Induction of late abortion with vaginal Misoprostol: experience from Nigeria.
J Postgrad Med Inst Jan ;22(1):8-12.

Objective: To evaluate the outcome of induction of late abortion with vaginal misoprostol. Material and Methods: This prospective study of misoprostol induced late abortion at gestational age of 13-27 weeks was conducted in 3 Lagos hospitals. Following a decision to induce, 200mcg of Misoprostol was inserted into the posterior fornix and repeated 12 hourly until expulsion of the fetus. Statistical analysis was performed using SPSS for windows version 7.0. Results: Out of 102 patients, induction of late abortion was done mainly for fetal abnormalities (n=40, 39.2%) and intrauterine death (n=35, 34.3%). The age of the women ranged from 21 to 39 years. The modal gestational age was 15 weeks with a range of 13 to 27 weeks. Majority of the patients were multiparae (65.7%).
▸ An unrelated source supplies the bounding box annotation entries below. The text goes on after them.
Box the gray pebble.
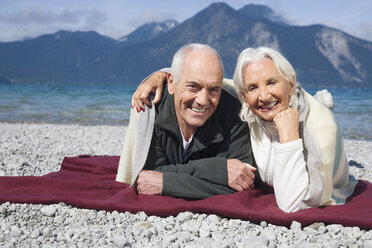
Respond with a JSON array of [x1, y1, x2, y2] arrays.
[[40, 205, 57, 217], [0, 123, 372, 248]]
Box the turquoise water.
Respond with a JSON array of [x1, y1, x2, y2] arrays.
[[0, 84, 372, 141], [0, 84, 135, 125]]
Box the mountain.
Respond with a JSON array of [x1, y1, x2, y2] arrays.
[[0, 3, 372, 87], [239, 4, 287, 25], [119, 20, 179, 45]]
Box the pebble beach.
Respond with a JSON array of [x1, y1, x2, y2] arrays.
[[0, 123, 372, 248]]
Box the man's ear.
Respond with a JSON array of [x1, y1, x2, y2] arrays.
[[167, 73, 174, 95]]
The dose required to achieve expulsion ranged from 200 to 1000mcg with a mean of 364.7±102.4mcg.The mean induction expulsion interval (IEI) was 16±4 hours and 78.4% (80/102) expelled within 24 hours. The multiparous patients and cases of fetal deaths were associated with significantly shorter IEI. Gestational age more than 23 weeks was associated with fewer retained product rate Linear logistic regression analysis shows that multiparity (p<0.01), advanced gestation age (p=0.00) and fetal status (p<0.01) had independent association with IEI. Complete abortion rate was independently associated with gestational age (p<0.001) but not with parity and fetal status. Conclusion: Vaginal misoprostol alone is a safe and effective method of late abortion termination in areas were mifepristone is not available.